In a previous study using Well’s score, 5% (95% CI 4 to 8%) of low-risk, 17% (95% CI 13 to 23%) of middle-risk, and 53% (95% CI 44 to 61%) of high-risk patients had DVT.22 In this study, these corresponding values were 8.4%, 0%, and 50%. Here, the prevalence of DVT was almost within range in the low-risk and high-risk groups, but it was lower in the middle-risk group than in the respective patient groups in the previous study. The reason for these differences between studies is unclear, but the small sample size may have affected the results of this study. Studies with larger sample sizes are warranted to determine whether Well’s score is also useful in the evaluation of patients with psychiatric disorders.

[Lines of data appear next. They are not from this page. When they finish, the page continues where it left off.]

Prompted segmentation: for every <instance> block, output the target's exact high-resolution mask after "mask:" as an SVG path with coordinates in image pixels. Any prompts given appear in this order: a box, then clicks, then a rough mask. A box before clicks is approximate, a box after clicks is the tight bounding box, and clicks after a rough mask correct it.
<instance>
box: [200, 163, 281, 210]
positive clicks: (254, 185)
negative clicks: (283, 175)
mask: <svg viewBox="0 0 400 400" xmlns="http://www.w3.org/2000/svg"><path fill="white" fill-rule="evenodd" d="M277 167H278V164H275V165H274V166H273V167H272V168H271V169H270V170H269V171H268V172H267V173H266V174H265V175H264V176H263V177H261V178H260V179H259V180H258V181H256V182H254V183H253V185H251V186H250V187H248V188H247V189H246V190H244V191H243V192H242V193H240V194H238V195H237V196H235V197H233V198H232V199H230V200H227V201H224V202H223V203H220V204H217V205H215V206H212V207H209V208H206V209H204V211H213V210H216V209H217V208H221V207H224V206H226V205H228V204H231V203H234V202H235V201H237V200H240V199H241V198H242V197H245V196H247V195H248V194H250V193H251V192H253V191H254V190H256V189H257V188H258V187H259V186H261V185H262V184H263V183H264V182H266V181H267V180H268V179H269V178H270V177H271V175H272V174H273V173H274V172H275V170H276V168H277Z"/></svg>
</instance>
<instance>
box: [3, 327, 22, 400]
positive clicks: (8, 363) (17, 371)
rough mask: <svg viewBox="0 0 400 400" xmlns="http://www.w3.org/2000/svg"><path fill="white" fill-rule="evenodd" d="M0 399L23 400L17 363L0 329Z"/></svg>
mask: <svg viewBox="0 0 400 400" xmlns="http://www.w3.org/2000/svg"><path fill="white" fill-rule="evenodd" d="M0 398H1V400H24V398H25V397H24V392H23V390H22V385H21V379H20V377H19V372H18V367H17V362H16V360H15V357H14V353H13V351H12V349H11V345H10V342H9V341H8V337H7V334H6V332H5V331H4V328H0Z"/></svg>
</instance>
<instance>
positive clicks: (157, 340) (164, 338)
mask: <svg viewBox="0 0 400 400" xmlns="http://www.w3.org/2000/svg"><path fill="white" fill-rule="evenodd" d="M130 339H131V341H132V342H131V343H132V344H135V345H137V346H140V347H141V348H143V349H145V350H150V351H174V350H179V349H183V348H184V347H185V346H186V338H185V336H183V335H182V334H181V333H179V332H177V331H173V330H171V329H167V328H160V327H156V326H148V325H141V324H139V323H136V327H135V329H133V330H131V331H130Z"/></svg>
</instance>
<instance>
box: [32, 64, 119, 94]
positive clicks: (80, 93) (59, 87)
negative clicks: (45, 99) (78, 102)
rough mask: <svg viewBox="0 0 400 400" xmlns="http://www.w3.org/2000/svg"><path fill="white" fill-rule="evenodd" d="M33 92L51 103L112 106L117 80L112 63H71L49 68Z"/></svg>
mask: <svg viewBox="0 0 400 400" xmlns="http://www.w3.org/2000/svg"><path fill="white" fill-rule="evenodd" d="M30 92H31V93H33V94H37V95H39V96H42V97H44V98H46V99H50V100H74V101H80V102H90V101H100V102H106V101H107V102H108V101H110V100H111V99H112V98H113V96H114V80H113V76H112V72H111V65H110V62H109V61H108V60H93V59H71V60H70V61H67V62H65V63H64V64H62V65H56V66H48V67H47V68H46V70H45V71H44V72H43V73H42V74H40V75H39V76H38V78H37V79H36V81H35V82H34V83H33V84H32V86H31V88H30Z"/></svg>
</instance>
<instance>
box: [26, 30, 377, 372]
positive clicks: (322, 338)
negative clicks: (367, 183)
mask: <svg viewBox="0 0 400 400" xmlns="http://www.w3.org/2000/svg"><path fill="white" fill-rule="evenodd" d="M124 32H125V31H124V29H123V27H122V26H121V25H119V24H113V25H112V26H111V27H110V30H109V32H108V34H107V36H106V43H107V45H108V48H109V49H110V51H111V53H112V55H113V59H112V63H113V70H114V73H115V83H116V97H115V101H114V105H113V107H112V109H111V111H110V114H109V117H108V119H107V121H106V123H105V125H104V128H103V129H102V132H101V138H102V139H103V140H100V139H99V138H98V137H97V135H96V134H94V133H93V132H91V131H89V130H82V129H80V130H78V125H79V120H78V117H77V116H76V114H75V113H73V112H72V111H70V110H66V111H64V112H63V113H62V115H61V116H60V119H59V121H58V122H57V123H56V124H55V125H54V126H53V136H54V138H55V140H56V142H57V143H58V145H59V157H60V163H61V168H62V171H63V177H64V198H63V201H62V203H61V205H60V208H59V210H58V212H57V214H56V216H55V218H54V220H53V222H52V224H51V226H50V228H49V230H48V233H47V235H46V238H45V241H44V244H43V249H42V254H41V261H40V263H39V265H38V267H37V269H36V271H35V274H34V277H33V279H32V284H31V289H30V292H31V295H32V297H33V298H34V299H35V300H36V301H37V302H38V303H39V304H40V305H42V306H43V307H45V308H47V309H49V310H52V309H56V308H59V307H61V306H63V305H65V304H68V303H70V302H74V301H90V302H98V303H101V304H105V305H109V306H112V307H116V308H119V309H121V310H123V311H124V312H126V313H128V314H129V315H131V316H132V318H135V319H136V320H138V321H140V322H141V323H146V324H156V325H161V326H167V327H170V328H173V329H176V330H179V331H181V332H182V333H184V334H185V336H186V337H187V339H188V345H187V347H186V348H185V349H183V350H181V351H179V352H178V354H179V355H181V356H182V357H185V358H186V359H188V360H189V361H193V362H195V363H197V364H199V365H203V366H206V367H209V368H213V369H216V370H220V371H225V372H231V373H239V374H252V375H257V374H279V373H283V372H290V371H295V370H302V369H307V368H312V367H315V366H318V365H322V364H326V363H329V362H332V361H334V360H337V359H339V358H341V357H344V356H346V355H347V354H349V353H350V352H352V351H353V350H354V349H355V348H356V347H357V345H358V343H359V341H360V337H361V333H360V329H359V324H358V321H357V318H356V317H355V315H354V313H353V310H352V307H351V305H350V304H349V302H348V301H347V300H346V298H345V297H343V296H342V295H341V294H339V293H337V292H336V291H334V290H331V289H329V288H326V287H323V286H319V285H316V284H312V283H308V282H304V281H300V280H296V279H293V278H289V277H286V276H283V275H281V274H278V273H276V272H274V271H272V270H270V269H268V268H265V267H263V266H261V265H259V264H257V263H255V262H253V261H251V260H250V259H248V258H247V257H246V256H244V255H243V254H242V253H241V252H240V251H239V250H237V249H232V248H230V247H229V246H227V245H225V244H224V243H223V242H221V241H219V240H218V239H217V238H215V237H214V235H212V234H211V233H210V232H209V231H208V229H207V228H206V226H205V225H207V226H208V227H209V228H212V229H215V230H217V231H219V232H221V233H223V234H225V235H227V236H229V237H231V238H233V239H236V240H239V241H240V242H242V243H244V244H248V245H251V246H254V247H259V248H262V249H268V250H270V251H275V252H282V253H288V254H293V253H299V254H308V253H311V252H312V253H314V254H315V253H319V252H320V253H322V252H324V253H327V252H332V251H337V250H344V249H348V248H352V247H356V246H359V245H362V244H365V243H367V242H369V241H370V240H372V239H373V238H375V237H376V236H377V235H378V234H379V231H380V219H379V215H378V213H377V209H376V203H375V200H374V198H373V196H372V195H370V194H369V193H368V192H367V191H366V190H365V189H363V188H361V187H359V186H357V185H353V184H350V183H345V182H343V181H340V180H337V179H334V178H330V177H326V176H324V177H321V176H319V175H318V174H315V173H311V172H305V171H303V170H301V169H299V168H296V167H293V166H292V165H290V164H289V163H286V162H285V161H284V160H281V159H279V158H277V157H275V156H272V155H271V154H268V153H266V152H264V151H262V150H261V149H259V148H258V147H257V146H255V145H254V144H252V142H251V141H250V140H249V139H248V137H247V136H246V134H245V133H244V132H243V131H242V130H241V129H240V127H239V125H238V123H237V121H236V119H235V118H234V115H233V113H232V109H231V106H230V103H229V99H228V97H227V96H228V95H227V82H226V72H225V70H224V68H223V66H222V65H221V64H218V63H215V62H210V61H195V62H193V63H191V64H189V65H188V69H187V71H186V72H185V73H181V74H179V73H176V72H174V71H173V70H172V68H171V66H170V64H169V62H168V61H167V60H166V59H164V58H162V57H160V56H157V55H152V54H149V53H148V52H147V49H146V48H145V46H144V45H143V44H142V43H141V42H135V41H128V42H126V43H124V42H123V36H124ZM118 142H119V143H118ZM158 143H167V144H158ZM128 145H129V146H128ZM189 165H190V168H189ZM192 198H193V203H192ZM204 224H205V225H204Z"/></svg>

Strengths and Weaknesses of the Study

The strengths of this study are (1) its prospective design, and (2) the detailed examination for VTE (both DVT and PE) using contrast-enhanced CT. Nevertheless, this study also has some limitations: (1) Only 109 of the 783 (13.9%) patients admitted to our department participated in the study. Selection bias may have affected the results of this study. (2) VTE may have been missed because patients with D-dimer levels < 1.0 µg/mL did not undergo contrast-enhanced CT, based on the criteria for the 1st screening; and (3) the ROC curve of D-dimer or SFMC alone could not be plotted because contrast-enhanced CT was not performed in patients with negative D-dimer results; (4) some participants might exhibit confounding factors that increase D-dimer or SFMC levels; (5) although a fixed 1.0 D-dimer level was used, the age-adjusted D-dimer level, which is recommended by several guidelines,26 may be more useful in combination with SFMC. These methodological issues should be resolved through future carefully designed studies.

Conclusion

SFMC was useful for diagnosing VTE in the psychiatric patients with positive D-dimer results.